LOS ANGELES – Jake Shields was bred to be a beast in the ring. The life-long vegetarian always has lived a lifestyle that has provided him with the type of brute strength, determination and tremendous heart required to be a successful Mixed Martial Arts (MMA) fighter.
So far, Shields has met with nothing but enormous success.
Raised in a remote area in the Sierra Nevada Mountains of Northern California, Shields has been wrestling competitively since he was nine years old. When he was just five, Shields would climb over neighboring mountains to visit his nearest friends an hour away. Now, he is ready to take on a new obstacle: the ranks of the MMA welterweight division as he prepares to fight Ido Pariente on Saturday, June 2, 2007, at the LA Coliseum.
Shields will make his SHOWTIME debut for ProElite/EliteXC during a one-hour telecast on SHOWTIME that begins at 9 p.m. ET/6 p.m. PT. The pay-per-view portion of the June 2 mega event, entitled “ProElite presents Dynamite!! USA,” will immediately follow (10 p.m. ET/7 p.m. PT) and feature up to six bouts. It will be produced and distributed live by SHOWTIME® PPV.
With the new opportunities provided from his recent signing with EliteXC, 2007 should represent the most important and active year of fighting for the rising star. Shields will fulfill his dream of pursuing the welterweight ranks with some of the toughest competition in the world in EliteXC.
“It is an amazing opportunity for me to fight for EliteXC,” said the five-foot-11-inch, 27-year-old Shields, who made a name for himself and got recognized as one of the top fighters in his weight class without competing for a major organization. “I have fought all over the place, so it is nice to be in a big show in the United States. I have fought in some big shows in Japan, but, now I am here with ProElite and ready for the big time.
“With viewers all over the world watching, I will perform my best.”
Known for his technical grappling and amazing cardio, Shields has fought the world’s meanest, roughest, toughest fighters and has consistently been ranked in the top 10 of the welterweight division.
Shields captured the Shooto Championship in 2004 and won the Rumble on the Rock Grand Prix Tournament in ‘05. Now, he will face one of his sternest challenges when he faces the mysterious Pariente.
“I don’t know too much about Pariente, only that he is a brown belt in Jiu-Jitsu,” Shields said. “I have to go and feel him out and see where he is best. I don’t know if he is better on stand-up or ground.
“I just have to go out and see how good Pariente’s hands are and see how good his ground is. From there, I have to decide where to fight him.”
Being the favored fighter against an up-and-coming opponent is a different situation for Shields. For much of his career, he has been the unknown underdog who manufactured shocking victories against some of the sport’s most notable fighters.
“When I first started, I was kind of unknown and they would put me up against guys ranked three or four in the world,” Shields said. “It is always nice to win fights like what when you go out and they expect you to lose.”

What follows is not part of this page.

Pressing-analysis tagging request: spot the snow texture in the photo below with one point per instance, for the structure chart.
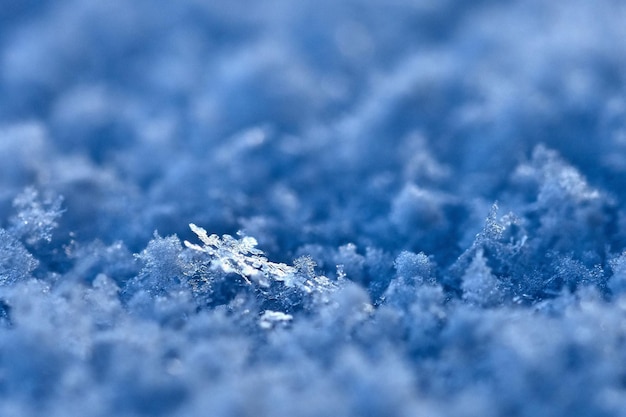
(403, 208)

With his recent domination of the welterweight division, Shields has moved from the mystifying underdog to the favored star. Now that the stakes are raised and Shields is expected to triumph in a blockbuster event televised across the world, he knows he must rise to the occasion.
“I think you feel more pressure when you are supposed to win, as opposed to the guy who is supposed to lose,” Shields said. “Hopefully, I will get my first knockout on June 2.”

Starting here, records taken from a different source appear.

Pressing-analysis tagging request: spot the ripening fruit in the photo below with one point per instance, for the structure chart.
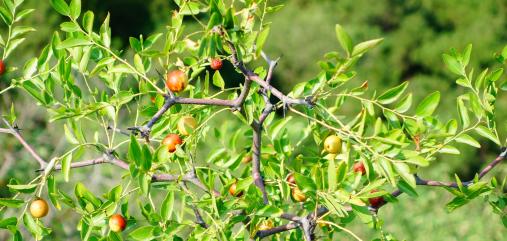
(376, 201)
(186, 125)
(291, 180)
(117, 223)
(234, 192)
(39, 208)
(247, 159)
(176, 80)
(172, 141)
(298, 195)
(216, 64)
(2, 67)
(265, 225)
(333, 144)
(359, 168)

The recent fame and success is a big change for a vegetarian hippie kid who grew up in the desolate Sierra Nevada Mountains.
“I had long hair when I was a kid, so I had to fight a lot,” Shields said. “It got me kind of tough. I never thought I wanted to be a fighter. But, I started doing it as a hobby and kind of got hooked.”
While Shields now resides in San Francisco and fights on Cesar Gracie Fight Team, he has not forgotten his organic roots. He still manages to stay in optimum shape on his strict vegetarian diet and plans his training and travel accordingly.
“When I was fighting in Japan, I started bringing my own little stove so I could cook my own food,” said Shields about his unorthodox diet. “In the U.S., I am able to find vegetarian food. But when it is fight time, I try and bring extra food with me.”
Shields has come a long way from his hippie up-bringing and has big plans for 2007 and his future with EliteXC.
“I want to stay more active because I want to fight a lot this next year or two,” Shields said. “I want to stay busy and take all the belts.”